Other kinds of farm tasks could involve monitoring fields using drones (a cool topic: optimizing them to fly during days with light winds by "sailing" on the wind, like a sailboat, to reduce battery energy consumed), classifying any problems (drought, damage from fungus or virus, insect damage), planning a remediation (localized irrigation, or spraying, or fertilizer), planning long term actions (maybe planting different seeds that are more drought resistent right at this one spot), etc.  So one could imagine a lot of these micro-services, running side by side, specialized in very different roles.

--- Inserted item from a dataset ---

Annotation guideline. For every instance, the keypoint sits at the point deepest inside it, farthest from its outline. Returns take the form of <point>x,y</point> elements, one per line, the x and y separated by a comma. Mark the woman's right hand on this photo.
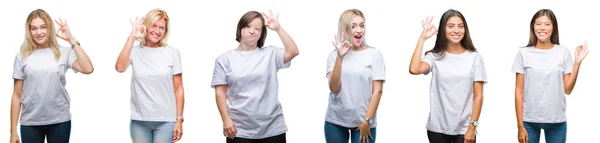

You need the micro-service model for such tasks because function handlers are stateless and normally only run a few lines of code in total: they don't create big files and lack a place to keep machine-learned information like "facebook for Old MacDonald's dairy".   So the split of functionality gives us function handlers that mostly route the tasks, and micro-services that do these sorts of tasks.

Project Demos

All projects will have similar phases: you form a team, the team picks a project, the team develops a plan, and then the team does some preliminary work to get hands-on familiarity with the technology.  Then you report on progress and on the rest of the plan, mid-semester.  If working with a CALS team on a dairy topic, the idea will be reviewed by dairy professors, too, not just CS people.  Then you do the harder part of the project (the full version), and then you demo what you did.

Every project ends with a presentatio from a poster or slide set, and with a demo.  You will sign up for a slot, your whole team will be there, and we will come see the work and ask questions and watch you run a demo.

Hackathon

Cornell is organizing a spring hackathon with prizes.  This year's topic will be digital farming, and the emphasis is on data mining.  Now, on the one hand, this isn't a direct fit with CS5412, where we focus on technology.  Still, learning to use these tools is really an amazing opportunity.  This is why we award extra credit for the hackathon.

BOOM

This is a project fair that runs at the very end of the semester.  You compete to show your CS5412 project there, and if selected, you get extra credit (provided that you show up and participate of course).